SRE / DevOps / Kubernetes Weekly Collection#85(Week 37, 2021)

Yoshiki Fujiwara
10 min readSep 19, 2021
  • In this blog post series, I collect the following 3 Weekly Mailing List I subscribe to, leave some comments as an aide-memoire and useful links.
  • Actually, I have already published the same content in my Japanese blog and am catching-up in English in this series.
  • I hope it contributes to the people browsing this kind of information as a reference.

DEVOPS WEEKLY ISSUE #559 September 12th, 2021
SRE Weekly Issue #287 September 12th, 2021
KubeWeekly #277 September 17th, 2021

DEVOPS WEEKLY ISSUE #559 September 12th, 2021

News

A good post on the early decisions (in this case around data storage) that can lead to cost control discussions later. You can apply this to other systems as well.

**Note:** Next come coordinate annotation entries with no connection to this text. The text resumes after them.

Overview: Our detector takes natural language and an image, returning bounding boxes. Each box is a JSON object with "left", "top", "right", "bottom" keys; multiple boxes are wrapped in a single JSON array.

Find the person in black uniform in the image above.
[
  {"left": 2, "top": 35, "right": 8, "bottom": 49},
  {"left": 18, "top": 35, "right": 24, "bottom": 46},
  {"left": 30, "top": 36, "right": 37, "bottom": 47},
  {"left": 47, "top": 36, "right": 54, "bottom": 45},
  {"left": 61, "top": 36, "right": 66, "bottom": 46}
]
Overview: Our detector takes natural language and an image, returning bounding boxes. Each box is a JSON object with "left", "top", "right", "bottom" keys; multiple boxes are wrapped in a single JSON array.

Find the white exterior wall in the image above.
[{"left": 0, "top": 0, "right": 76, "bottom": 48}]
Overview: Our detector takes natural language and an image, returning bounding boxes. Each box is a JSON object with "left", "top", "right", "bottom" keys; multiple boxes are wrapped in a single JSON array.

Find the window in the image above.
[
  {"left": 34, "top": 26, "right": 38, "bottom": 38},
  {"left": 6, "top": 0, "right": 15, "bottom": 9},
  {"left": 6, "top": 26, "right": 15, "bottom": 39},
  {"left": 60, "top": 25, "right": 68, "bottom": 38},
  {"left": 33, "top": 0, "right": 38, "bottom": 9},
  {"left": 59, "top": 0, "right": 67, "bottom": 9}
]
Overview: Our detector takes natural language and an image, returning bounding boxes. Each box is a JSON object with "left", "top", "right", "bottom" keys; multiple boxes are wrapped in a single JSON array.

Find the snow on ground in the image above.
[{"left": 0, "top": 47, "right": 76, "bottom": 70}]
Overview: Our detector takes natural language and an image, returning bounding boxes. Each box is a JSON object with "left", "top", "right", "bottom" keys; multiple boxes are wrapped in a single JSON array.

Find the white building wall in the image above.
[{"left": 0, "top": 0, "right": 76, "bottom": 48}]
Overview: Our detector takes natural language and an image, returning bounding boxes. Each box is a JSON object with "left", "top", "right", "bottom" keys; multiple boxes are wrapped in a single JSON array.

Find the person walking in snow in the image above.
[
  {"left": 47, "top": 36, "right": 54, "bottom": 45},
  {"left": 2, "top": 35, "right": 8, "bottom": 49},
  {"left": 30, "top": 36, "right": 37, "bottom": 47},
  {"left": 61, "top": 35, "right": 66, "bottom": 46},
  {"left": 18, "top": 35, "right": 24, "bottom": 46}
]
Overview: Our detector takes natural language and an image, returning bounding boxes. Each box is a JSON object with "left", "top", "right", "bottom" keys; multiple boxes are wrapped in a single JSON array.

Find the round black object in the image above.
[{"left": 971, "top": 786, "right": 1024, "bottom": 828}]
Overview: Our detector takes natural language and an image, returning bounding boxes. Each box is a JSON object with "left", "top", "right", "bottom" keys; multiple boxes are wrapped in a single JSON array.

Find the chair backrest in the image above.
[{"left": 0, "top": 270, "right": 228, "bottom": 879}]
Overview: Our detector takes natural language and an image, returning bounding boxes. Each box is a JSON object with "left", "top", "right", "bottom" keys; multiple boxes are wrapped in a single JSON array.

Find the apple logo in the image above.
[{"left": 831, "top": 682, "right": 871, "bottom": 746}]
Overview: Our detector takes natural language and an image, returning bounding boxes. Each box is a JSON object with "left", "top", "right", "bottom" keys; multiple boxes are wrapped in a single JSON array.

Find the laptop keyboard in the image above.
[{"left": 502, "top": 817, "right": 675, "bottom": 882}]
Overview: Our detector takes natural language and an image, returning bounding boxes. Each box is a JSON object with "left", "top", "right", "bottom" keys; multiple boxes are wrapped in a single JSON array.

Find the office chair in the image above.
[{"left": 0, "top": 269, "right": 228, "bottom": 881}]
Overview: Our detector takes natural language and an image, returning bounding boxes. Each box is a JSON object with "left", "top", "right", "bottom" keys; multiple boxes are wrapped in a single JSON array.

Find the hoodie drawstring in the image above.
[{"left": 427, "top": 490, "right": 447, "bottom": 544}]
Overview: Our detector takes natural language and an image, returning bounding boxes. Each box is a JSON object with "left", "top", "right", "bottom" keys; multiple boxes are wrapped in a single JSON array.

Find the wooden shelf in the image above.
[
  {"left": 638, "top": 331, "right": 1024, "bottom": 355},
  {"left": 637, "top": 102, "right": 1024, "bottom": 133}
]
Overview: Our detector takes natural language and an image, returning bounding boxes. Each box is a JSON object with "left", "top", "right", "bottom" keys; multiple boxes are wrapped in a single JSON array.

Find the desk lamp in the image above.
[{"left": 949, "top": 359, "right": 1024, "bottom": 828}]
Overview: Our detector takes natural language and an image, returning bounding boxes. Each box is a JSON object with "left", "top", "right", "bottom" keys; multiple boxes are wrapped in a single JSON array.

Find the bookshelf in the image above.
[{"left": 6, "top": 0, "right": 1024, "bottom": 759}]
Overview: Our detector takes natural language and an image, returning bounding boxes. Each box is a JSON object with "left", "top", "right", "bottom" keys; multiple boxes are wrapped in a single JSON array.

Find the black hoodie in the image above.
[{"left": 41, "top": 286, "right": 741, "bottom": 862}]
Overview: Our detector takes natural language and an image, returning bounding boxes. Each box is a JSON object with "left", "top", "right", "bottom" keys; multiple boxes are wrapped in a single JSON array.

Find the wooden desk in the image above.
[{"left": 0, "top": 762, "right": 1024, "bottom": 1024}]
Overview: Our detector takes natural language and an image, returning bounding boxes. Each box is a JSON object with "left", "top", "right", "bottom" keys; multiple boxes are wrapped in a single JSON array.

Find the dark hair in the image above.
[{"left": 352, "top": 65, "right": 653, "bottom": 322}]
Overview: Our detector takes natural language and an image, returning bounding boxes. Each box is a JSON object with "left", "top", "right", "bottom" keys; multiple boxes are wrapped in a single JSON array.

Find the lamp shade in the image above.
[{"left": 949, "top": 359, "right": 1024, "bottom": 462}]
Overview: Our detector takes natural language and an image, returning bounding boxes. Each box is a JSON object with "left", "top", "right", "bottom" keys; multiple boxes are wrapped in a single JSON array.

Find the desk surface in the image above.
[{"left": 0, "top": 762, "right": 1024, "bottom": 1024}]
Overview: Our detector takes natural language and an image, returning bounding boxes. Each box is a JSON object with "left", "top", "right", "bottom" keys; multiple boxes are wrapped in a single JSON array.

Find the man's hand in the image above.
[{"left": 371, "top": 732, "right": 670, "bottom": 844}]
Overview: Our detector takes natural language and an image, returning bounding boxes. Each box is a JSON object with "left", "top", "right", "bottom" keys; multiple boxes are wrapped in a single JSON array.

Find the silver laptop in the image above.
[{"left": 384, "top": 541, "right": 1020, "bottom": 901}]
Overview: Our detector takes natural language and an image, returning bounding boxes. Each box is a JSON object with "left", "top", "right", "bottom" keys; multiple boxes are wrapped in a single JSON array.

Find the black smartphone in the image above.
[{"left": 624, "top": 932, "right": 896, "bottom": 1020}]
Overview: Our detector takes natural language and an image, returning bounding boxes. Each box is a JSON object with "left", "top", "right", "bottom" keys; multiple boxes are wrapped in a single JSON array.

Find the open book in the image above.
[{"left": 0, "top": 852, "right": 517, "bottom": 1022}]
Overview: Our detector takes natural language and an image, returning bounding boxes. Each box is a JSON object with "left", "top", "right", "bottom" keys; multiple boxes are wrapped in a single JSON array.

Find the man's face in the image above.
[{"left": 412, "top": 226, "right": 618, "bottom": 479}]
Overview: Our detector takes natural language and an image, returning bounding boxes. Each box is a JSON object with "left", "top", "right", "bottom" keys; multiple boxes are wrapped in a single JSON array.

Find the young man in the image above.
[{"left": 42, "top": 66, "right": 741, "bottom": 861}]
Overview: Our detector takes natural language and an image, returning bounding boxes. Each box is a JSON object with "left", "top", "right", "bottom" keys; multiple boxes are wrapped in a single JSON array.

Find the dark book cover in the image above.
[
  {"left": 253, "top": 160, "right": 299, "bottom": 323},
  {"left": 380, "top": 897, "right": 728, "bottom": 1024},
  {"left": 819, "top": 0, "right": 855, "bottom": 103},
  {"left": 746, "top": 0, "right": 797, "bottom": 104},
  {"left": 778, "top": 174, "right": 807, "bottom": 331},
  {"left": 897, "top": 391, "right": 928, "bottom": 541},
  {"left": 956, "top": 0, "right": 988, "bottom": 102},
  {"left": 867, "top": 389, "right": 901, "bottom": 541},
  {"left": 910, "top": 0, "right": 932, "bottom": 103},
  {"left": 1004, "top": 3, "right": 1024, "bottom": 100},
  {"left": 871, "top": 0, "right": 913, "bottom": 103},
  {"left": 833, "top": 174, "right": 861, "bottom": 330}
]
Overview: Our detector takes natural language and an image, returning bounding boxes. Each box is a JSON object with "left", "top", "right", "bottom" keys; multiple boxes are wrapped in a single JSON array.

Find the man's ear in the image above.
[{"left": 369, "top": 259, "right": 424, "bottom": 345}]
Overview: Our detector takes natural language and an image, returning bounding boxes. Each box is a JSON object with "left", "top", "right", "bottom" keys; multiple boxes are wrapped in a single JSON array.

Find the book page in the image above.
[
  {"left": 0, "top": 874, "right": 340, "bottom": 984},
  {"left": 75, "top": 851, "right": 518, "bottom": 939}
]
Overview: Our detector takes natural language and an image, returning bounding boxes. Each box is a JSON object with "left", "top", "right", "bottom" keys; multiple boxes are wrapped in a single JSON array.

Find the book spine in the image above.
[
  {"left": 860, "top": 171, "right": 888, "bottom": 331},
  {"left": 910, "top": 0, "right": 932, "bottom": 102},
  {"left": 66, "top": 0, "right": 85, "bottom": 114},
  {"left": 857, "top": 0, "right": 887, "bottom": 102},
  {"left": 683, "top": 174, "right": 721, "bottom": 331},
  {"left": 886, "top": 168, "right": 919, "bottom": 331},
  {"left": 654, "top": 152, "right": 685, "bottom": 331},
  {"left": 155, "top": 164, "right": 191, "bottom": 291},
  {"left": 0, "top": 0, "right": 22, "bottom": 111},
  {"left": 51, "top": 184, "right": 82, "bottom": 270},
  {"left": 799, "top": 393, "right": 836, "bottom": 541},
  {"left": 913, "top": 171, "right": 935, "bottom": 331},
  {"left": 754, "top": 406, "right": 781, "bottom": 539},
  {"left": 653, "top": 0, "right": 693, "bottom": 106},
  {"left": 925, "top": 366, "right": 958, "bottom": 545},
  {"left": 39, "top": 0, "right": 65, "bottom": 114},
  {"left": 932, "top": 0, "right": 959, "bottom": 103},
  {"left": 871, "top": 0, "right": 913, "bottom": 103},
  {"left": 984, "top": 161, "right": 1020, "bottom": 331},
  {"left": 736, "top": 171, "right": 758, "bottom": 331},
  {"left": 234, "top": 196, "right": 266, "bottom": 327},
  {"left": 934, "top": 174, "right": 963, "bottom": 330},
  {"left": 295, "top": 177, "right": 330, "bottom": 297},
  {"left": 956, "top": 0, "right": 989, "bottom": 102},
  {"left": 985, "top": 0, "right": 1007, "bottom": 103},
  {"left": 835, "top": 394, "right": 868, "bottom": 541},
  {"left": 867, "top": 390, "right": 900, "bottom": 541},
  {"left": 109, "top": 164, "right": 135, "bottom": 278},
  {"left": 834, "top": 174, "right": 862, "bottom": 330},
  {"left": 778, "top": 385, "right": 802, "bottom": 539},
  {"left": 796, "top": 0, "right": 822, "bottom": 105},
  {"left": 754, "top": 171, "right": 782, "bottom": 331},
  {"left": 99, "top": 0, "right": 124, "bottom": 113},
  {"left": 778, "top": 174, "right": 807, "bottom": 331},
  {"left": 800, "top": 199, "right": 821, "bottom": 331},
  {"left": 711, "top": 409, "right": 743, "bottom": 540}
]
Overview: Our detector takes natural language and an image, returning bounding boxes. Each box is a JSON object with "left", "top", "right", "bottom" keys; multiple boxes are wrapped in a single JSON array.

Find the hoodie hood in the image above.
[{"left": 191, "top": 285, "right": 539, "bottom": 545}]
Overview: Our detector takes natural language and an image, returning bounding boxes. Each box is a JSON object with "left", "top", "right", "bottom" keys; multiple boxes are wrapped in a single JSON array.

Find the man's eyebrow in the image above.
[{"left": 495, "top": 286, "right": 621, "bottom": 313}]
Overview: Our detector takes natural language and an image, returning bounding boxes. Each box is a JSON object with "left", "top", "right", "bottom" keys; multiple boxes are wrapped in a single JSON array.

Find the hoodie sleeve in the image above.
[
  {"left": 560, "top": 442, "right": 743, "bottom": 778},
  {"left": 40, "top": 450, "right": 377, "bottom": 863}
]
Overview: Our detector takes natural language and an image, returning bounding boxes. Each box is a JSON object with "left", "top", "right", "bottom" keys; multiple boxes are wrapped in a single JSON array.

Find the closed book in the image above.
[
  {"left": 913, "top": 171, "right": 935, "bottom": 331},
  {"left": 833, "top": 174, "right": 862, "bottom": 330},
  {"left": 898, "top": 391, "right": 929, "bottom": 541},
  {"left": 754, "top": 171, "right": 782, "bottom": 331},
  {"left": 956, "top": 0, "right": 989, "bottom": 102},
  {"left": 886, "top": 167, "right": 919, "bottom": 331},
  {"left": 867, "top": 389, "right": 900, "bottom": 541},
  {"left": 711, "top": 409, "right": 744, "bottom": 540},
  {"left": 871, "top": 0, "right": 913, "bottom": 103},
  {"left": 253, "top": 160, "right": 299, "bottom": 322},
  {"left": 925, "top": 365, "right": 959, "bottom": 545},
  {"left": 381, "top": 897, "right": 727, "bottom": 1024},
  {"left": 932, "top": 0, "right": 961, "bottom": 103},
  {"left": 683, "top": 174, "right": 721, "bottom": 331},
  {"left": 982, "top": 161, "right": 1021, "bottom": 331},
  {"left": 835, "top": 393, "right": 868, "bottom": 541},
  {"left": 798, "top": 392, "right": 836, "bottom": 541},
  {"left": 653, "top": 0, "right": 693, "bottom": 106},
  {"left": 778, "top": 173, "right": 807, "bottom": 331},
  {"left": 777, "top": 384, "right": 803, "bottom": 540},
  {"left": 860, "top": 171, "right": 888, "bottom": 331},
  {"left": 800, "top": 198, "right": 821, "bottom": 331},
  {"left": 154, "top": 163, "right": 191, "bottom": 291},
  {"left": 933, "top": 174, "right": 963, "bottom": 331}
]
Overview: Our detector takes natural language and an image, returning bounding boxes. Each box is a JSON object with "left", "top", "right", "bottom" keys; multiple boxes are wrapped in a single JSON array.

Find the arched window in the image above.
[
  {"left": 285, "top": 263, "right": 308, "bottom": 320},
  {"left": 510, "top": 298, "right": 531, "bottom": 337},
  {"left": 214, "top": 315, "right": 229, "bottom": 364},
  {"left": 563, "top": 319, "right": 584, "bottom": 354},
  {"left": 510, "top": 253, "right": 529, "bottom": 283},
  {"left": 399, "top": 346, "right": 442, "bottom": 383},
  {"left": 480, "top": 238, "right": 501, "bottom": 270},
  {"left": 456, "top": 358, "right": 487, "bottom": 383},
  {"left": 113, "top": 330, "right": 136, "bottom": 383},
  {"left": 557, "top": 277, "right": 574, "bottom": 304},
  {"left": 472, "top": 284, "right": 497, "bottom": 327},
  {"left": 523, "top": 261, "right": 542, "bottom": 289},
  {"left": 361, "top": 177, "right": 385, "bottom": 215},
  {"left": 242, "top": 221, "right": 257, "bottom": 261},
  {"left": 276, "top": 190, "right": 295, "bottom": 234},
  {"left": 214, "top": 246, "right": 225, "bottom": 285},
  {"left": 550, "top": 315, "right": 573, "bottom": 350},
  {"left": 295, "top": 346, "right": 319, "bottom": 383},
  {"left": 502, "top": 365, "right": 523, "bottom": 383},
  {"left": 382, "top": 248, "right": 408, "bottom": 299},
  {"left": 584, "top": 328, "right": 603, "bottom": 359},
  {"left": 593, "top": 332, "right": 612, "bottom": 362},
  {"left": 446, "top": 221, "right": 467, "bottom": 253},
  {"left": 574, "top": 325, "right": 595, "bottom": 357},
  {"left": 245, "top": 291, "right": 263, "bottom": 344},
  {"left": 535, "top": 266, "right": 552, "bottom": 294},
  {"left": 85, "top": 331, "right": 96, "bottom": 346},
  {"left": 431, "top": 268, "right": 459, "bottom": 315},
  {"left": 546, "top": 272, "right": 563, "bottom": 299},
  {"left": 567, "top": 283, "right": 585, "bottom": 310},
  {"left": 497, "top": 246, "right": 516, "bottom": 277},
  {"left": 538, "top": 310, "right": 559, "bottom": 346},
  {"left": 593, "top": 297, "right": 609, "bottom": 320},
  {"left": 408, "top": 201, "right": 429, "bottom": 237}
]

  • The title is “(Over) Pay As You Go for Your Data store”.
  • It outlines the pitfalls of “pay-as-you-go” and the guidelines they have come up with to design their “next gen” data store solution.

Details on combining ttl.sh (which provides anonymous and ephemeral container registries) and Cosign to sign the images. A few interesting use cases for this sort of thing.

  • The title is “ttl.sh and cosign: Signing an anonymous & ephemeral Docker image registry.”
  • It explains the contents in the above title and the comment of the Editor.

A critical review of the recently released Kubernetes security guidance from the NSA, including some up-to-date recommendations.

  • The title is “NSA & CISA Kubernetes Security Guidance — A Critical Review”.
  • The guidance contained in the Cybersecurity Technical Report (CTR) above is explained in three points: “The Good,” “The Bad,” and “The Complex.”

Authentication of the Docker socket is all or nothing, but you can always use a reverse proxy for finer-grained control. A good example using Caddy.

  • The title is “Restricting Docker Access With a Reverse Proxy”.
  • As the title above and the comments of the Editor, it explains how to filter the path of access to Docker by a reverse proxy using “Caddy”.

An interesting observation about the relationship between observability and the needs of auditors for compliance.

  • The title is “Security + Observability = Compliance”.
  • It briefly explains the concept of the title that the author thinks.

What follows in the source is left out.